Sail On! Sail On!

"Sail On! Sail On!" is a alternate history short story from Philip José Farmer, originally published in 1952. In this alternative 1492, the Earth is flat, despite scepticism from scientists and philosophers over this geological provenance. Moreover, there are dissonances from our world's physics, and an "Angelo Angelli" is mentioned as proving Aristotle's axiom that objects of different weights drop with different velocities, which Galileo Galilei disproved in our world.

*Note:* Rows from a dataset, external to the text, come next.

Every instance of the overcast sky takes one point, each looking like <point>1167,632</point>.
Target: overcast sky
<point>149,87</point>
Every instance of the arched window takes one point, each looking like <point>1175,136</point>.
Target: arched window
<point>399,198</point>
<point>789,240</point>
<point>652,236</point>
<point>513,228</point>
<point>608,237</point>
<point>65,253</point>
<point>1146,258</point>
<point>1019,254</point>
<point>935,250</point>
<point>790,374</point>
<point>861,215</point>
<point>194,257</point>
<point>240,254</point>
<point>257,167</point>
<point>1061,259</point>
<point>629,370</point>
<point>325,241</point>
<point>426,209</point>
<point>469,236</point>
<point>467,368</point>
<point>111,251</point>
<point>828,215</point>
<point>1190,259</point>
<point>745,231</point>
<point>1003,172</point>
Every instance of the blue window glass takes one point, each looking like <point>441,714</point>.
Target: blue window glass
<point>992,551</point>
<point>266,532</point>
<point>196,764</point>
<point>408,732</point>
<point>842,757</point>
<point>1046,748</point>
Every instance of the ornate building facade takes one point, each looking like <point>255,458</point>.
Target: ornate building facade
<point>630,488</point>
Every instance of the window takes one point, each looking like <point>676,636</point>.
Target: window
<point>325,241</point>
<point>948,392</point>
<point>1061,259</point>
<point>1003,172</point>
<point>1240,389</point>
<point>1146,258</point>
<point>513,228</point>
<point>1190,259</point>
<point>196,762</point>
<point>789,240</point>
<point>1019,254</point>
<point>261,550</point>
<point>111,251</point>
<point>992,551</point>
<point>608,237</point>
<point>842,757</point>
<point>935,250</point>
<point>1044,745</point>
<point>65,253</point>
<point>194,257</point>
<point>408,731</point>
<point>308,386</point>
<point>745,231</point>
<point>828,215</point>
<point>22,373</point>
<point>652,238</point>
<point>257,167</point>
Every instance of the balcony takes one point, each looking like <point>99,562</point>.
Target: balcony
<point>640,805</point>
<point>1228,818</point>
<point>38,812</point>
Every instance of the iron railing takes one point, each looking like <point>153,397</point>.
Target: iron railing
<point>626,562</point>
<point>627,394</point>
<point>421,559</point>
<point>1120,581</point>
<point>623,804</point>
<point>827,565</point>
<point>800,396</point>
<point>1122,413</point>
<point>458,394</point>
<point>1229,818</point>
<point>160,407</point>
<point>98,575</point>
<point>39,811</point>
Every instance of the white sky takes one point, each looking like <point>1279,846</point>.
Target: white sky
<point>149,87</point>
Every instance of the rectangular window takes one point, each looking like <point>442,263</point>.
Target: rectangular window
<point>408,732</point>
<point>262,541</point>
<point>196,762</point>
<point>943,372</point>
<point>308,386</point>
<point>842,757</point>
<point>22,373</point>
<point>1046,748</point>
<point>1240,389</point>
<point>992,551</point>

Radio technology exists in 1492, and the shipboard operator of one such telegraph is a "Friar Sparks", although its principles are described in religious terms involving angel winglength as a substitute for radio waves and the involvement of cherubim hurling themselves across the ether to send the signal (giving rise to kilo-cherubs as a measurement of frequency, denoted as k c and continuous wingheight, denoted as c w, both real radio terms in the real world). Psychology also exists, which means that despite growing unease, Christopher Columbus and his vessels do not turn back despite ominous warning signs. However, in this world, the Americas do not exist, and so, like many other abortive transatlantic travellers here, Columbus and his colleagues sail over the edge of the world into Earth orbit, and never return from their mission.

Richard Garfinkle's alternate history novel Celestial Matters (1996) describes a more elaborated Aristotelian physics and geocentric cosmology.